Yargılama sürecinin ardından, kararın onanması yönünde alınan kararda imzası bulunan Yargıtay 14. Ceza Dairesi'nin üyeleri Necati Meran, Kenan Karabeyeser, Mehmet Ali Demirezici ve Esabil Saylak hakkında suç duyurusunda bulunulmuş, üyelerle ilgili iddialar, Yargıtay Başkanlık Kurulunda incelemeye alınmıştı.
Ankara Cumhuriyet Başsavcılığı tarafından eski yüksek yargı mensupları hakkında hazırlanan fezlekelerde, FETÖ'nün kumpas davalarından sayılan Hüseyin Kurtoğlu davasında, örgüt mensuplarının, Kurtoğlu'nun terfisine engel olarak örgüt mensubu olan eski tuğgeneral Hamza Celepoğlu'nun generalliğe terfi etmesi için suç uydurup, Kurtoğlu hakkında mahkumiyet kararı verilmesini sağladıkları tespiti yapılmıştı.

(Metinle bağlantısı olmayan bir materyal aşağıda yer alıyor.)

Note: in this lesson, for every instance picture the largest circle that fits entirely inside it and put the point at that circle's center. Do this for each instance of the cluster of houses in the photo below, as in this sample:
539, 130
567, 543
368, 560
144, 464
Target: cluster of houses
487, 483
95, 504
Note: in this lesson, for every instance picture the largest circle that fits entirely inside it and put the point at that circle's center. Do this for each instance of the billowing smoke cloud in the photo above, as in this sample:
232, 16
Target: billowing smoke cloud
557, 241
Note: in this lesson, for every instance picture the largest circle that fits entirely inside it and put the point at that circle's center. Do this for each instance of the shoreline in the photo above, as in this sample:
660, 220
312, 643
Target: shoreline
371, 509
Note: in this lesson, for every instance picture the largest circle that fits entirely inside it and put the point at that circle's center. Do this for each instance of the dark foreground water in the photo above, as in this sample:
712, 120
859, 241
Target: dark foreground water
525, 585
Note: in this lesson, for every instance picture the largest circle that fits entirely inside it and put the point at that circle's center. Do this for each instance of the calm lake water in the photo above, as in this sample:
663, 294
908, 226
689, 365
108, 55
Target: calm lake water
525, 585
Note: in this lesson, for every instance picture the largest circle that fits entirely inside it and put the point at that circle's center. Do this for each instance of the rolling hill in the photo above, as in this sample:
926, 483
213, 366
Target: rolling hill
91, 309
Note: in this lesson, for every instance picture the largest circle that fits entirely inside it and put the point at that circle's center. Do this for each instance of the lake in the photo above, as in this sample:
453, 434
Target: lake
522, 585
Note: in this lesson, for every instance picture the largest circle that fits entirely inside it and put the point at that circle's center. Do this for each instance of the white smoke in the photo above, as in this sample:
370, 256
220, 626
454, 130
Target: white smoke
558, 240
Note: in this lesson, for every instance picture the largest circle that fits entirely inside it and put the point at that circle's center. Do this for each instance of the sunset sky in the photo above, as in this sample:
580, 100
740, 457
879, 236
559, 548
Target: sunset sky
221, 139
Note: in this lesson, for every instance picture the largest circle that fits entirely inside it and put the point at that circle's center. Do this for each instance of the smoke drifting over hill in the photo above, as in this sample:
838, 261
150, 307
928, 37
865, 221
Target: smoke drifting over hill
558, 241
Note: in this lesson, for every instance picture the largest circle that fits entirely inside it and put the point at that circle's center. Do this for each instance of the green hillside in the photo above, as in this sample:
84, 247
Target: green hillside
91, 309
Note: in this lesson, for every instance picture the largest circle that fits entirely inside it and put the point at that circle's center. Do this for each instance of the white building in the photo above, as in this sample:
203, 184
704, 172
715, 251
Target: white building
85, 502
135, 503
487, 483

Darbe girişiminin ardından hazırlanan iddianamelerde de Kurtoğlu yerine Hamza Celepoğlu'nun generalliğe terfi ettirilerek, Adana Jandarma Bölge Komutanlığına atandığı, bu kişinin de Türkiye'yi zor durumda bırakmayı amaçlayan MİT tırlarının durdurulması olayının asli faillerinden olduğu belirtilmişti.